Sedangkan bagian bawahnya diantaranya :
a. Pelat bawah.
b. Lingkaran graduasi
horisontal mengelilingi pelat bawah.
c. Tabung sumbu luar dari sumbu
vertical yang dipasangkan tegak lurus terhadap lingkaran graduasi horizontal.
d. Pelat-pelat sejajar dan
sekrup-sekrup penyipat datar untuk menghorisontalkan theodolit secara
keseluruhan.
Pita ukur yang
dibuat dari kain tidak banyak digunakan orang lain, karena kurang kuat dan
cepat rusak. Untuk memperkuat kainnya, maka kain itu diberi benang dari
tembaga. Supaya tahan air, kain dimasukkan dalam minyak yang panas dan direndam
beberapa waktu lamanya, lalu dikeringkan. Lebar pita ukur ini ± 2 cm dan
panjangnya ada 10 m, 20 m, atau 30 m. Kekurangan pada pita ukur dari kain ini
adalah mendapat regangan bila basah dan cepat rusak, maka dari itu pita ukur
dari kain ini sekarang jarang sekali dipakai. Pita ukur dari baja lebih baik
daripada pita ukur dari kain. Pita ukur baja ini dibuat dari pita baja, lebar
20 mm, tebal 0.4 mm, dan panjang 20 m, 30 m, dan 50 m. Pita ukur yang dibuat
dari kain meskipun diperkuat dengan benang tembaga tidak lagi digunakan pada
ilmu ukur tanah (Wongsotjitro, 1980).
Kompas digunakan
untuk mencari atau menetapkan arah-arah jalur rintisan. Oleh karena itu,
penjelajahan survei dilakukan melalui jalur-jalur rintisan yang kemudian titik-titik
pengamatan akan ditunjukkan atau diletakkan pada peta dasar. Oleh karena itu,
arah jalur/rintisan haruslah diketahui, demikian pula jaraknya dari satu titik
awal ke titik-titik lainnya. Sebagai tambahan dari fungsi alat ini adalah untuk
mengevaluasi peta topografi. Untuk kompas sendiri cara pemakaiannya dapat
dilakukan dengan membidik salah satu mata ke kompas sehingga tanda indeks ada
di tengah-tengah lensa dan superpose
dengan sasaran, yaitu dengan membidikkan mata yang satu lagi terhadap sasaran (Abdullah,
1993).
Abney level
digunakan untuk mengukur kemiringan lahan. Dapat juga untuk mengukur ketinggian
benda seperti pohon, rumah, dan sebagainya. Penggunaan clinometer lebih praktis daripada penggunaan abney level karena, sebab surveyor
hanya tingggal membaca besaran sudut atau kemiringan lahan tersebut dalam dua
macam satuan, yaitu derajat dan persentase. Untuk cara penggunaan clinometer hampir sama dengan kompas,
yaitu mata yang kanan melihat skala clinometer,
sedangkan mata kiri menuju objek. Kedua mata membidik sasaran dalam posisi
sejajar. Selain digunakan untuk mengukur besarnya lereng dalam dua satuan,
yaitu derajat (skala kiri) dan persentase (skala kanan), clinometer ini juga digunakan untuk mengukur tinggi pohon, bangunan
atau objek-objek yang lainnya (Abdullah, 1993).

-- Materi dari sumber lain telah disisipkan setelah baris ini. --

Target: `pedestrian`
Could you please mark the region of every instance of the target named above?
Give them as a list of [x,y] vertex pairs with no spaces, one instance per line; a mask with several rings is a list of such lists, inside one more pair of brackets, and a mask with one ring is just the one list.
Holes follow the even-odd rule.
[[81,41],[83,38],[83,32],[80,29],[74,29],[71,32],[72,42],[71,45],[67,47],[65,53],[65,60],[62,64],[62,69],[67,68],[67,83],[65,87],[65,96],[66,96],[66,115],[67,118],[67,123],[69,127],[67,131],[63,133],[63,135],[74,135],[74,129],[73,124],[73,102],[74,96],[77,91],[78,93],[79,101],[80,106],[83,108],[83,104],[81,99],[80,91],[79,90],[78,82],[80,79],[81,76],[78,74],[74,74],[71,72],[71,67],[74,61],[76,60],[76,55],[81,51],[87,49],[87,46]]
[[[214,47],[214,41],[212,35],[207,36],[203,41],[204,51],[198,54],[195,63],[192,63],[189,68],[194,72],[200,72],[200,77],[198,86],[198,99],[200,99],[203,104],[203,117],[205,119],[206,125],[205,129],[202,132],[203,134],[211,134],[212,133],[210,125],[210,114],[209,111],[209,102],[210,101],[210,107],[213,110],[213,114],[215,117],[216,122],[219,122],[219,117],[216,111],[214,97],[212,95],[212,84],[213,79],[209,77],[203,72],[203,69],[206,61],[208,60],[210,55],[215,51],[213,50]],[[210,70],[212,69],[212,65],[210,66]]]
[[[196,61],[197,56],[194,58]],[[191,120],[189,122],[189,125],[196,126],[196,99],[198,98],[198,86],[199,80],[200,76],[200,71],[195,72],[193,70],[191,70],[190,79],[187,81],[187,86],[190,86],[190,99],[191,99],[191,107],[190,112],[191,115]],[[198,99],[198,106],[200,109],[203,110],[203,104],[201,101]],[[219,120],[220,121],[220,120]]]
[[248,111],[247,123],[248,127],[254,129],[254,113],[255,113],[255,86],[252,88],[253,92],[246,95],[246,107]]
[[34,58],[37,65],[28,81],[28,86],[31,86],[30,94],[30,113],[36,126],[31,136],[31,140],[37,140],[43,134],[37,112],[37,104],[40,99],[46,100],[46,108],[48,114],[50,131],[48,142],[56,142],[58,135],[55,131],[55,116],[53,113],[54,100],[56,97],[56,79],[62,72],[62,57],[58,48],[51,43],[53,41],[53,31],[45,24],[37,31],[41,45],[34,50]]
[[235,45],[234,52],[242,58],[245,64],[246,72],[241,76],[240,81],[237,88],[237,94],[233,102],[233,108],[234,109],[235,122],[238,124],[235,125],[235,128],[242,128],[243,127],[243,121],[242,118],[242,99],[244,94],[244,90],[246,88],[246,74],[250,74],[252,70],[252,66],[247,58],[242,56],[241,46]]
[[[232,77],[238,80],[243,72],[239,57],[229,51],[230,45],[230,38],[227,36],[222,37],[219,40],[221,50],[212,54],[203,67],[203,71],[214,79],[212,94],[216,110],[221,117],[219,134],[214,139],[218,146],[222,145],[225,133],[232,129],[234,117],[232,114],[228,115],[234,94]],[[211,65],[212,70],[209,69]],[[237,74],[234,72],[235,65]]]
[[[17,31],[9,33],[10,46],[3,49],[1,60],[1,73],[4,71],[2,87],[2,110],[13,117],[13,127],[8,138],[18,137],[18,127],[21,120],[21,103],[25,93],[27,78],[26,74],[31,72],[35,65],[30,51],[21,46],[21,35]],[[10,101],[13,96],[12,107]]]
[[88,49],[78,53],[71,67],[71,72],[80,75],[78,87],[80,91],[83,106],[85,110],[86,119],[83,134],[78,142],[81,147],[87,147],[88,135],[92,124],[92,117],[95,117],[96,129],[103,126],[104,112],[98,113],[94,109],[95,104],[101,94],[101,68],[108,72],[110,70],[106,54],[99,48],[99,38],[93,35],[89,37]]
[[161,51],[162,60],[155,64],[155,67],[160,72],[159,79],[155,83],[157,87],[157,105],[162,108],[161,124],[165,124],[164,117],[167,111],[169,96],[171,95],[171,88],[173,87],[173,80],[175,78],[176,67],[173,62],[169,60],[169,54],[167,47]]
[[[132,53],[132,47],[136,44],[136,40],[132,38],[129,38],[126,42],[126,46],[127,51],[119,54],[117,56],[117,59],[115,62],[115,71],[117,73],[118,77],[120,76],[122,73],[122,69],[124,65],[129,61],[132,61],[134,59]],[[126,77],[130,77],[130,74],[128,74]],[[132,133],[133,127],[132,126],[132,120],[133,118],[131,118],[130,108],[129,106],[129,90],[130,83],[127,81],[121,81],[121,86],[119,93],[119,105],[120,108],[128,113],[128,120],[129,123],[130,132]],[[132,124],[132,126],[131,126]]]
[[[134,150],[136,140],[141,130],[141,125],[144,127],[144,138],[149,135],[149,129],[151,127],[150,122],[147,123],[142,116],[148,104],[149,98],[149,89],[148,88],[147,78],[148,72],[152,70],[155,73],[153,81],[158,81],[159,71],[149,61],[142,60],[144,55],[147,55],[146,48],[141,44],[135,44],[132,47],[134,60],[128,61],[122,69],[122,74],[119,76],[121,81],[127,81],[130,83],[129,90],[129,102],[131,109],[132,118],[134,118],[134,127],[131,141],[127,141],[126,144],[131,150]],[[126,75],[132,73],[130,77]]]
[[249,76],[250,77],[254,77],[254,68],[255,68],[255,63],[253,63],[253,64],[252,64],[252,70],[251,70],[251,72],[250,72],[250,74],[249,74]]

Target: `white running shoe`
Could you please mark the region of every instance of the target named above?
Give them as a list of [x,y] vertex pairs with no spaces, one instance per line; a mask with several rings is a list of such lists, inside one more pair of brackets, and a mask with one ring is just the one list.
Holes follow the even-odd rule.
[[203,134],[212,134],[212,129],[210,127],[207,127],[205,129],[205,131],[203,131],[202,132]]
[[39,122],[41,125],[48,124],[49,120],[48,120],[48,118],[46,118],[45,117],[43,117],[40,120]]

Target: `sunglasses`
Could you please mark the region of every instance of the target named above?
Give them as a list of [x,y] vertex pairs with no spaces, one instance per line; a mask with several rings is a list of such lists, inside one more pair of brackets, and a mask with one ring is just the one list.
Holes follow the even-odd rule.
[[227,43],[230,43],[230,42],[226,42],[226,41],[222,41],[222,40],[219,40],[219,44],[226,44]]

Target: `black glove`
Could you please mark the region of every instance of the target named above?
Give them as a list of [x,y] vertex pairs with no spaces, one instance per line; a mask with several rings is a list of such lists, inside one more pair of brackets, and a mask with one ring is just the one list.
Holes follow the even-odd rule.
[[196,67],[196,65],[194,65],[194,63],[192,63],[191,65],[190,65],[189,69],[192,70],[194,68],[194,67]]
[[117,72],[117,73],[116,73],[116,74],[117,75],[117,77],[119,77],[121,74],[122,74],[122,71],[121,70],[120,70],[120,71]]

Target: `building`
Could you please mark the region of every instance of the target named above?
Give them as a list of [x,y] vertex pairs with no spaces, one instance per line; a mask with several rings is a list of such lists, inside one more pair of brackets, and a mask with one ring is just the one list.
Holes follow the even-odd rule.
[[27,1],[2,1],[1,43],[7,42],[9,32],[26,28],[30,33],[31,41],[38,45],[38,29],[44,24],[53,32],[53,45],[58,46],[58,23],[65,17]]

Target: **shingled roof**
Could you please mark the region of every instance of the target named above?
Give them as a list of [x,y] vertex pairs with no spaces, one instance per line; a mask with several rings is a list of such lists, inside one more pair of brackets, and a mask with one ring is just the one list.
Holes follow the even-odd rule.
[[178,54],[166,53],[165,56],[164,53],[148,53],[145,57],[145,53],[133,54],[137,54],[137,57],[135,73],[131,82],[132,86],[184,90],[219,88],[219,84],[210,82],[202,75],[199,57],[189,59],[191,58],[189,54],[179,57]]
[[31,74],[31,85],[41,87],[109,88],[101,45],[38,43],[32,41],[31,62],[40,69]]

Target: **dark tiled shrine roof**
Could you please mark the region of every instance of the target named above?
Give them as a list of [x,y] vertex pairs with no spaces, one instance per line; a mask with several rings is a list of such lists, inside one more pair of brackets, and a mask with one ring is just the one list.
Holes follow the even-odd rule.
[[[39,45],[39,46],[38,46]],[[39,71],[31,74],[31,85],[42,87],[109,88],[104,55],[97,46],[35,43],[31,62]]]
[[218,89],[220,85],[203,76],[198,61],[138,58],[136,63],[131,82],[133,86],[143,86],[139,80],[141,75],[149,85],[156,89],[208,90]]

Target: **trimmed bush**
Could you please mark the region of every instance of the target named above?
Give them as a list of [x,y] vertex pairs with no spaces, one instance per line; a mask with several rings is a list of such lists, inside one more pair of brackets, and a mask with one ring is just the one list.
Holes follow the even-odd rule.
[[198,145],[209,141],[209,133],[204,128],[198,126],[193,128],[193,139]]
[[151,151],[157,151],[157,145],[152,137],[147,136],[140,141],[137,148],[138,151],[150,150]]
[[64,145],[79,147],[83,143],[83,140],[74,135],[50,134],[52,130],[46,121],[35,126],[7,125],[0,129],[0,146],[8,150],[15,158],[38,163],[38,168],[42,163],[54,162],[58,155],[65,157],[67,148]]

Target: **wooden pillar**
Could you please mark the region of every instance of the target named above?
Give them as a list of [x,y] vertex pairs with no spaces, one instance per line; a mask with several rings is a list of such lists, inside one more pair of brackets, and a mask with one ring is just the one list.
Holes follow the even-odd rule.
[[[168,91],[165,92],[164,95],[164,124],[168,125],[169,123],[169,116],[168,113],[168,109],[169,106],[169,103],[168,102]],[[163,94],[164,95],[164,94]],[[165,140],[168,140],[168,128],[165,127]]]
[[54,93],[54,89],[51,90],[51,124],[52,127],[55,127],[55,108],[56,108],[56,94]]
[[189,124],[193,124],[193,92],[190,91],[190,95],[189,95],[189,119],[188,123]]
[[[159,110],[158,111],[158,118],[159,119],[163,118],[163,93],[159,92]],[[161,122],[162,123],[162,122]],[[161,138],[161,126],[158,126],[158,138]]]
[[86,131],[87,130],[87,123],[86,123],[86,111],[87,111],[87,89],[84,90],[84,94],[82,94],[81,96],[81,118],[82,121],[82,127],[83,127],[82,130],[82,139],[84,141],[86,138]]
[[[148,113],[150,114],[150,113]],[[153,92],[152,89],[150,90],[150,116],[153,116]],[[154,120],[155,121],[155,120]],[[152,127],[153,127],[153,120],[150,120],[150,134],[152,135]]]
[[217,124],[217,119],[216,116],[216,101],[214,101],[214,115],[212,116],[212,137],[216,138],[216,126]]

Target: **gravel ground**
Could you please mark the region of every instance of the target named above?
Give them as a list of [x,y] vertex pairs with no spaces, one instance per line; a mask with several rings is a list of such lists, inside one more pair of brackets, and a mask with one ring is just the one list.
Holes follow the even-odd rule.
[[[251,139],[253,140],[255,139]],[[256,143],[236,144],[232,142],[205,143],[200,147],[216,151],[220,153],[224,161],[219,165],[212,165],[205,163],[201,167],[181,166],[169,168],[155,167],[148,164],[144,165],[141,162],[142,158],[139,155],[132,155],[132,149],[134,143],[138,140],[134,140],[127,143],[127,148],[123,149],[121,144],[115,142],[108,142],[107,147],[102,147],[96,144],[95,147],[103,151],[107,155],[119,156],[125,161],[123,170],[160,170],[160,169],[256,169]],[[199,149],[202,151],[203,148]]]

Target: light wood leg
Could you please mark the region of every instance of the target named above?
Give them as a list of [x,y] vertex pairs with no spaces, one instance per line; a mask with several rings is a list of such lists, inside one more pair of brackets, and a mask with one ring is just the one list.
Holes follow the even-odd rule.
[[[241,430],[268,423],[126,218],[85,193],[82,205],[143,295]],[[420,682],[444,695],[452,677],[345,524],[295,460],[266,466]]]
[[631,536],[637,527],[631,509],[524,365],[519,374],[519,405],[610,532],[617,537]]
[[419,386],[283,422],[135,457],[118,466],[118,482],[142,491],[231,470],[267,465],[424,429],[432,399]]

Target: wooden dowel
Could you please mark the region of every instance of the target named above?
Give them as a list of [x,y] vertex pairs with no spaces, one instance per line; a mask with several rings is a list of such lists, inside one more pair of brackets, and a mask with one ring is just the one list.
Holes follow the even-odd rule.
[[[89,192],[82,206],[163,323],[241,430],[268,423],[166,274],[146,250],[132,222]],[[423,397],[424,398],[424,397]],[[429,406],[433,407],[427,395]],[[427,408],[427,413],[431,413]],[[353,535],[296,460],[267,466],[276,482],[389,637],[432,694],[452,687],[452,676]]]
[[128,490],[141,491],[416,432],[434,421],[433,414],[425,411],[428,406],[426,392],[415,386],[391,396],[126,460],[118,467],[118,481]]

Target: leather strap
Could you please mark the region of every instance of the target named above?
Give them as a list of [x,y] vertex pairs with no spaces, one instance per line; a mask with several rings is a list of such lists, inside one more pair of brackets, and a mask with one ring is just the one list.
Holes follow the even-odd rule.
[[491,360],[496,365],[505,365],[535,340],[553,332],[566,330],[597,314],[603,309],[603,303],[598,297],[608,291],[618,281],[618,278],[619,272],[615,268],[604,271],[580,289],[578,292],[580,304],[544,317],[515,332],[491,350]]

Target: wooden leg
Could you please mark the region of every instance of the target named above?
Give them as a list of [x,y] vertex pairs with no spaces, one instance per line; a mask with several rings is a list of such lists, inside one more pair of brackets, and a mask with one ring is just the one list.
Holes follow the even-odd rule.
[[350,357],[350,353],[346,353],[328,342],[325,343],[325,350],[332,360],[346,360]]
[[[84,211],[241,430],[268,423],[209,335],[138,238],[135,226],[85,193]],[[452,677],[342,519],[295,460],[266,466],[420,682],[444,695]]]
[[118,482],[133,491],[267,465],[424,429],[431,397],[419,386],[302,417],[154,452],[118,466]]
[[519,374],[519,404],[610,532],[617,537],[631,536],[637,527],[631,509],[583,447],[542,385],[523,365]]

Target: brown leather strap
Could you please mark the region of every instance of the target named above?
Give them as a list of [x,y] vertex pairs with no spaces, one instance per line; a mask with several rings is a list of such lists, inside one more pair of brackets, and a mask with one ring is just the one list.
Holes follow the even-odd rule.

Penyipat abney terdiri atas tabung bidik berpenampang
segi empat, panjangnya 127 mm, dilengkapi dengan tabung teleskop yang mencapai
panjang 178 mm. Tabung teleskop dilengkapi dengan lubang bidik pada ujung bidik
dan benang silang garis horizontal, sehingga lengkaplah susunan pembidikan.
Pada tabung bidik empat persegi panjang disekrupkan busur setengah lingkaran
berskala derajat dibaca dengan nonius.
Pada sumbu busur dipasang suatu nino spiritus. Dalam tabung bidik dipasang
cermin yang membentuk sudut 450 dengan garis bidik, yang
memungkinkan pengamat melihat secara serentak nivo spiritus melalui cermin dan
target di tempat yang jauh pada benang silang. Untuk mengatur sudut kemiringan,
penyipat abney ditempatkan pada mata
sedemikian rupa sehingga gelembung nivo terlihat pada cermin. Tabung bidik
dimiringkan unutk mengamati stasiun depan, dan dengan menggerakkan sekrup
pengontrol nivo secara lambat (Irvine,
1995).
Topografi
mempunyai berbagai macam defenisi antara lain, bentuk, konfigurasi lahan,
relief, kekasaran, atau kualitas tiga dimensi dari permukaan bumi. Peta
topografi dibuat untuk menggambarkan informasi, bersamaan dengan lokasi buatan
manusia dan buatan alam di permukaan bumi, termasuk bangunan, jalan raya, alur
sungai, danau, hutan, dan sebagainya. Dengan jelas, bahwa topografi adalah
bagian dari wilayah yang sangat penting dalam perencanaan proyek besar seperti
bangunan, jalan raya, saluran air atau saluran pipa air. Dengan kata lain,
walaupun pembaca tinggal di wilayah perkotaan, dia kemungkinan besar memerlukan
peta topografi tanah sebelum menetapkan lokasi dan perancanaan rumah. Topografi
juga penting untuk konservasi tanah, perencanaan kehutanan, peta geologi dan
lain sebagainnya (McCormac, 2004)
Diameter
tape digunakan oleh forester untuk mengukur diameter dari sebuah pohon.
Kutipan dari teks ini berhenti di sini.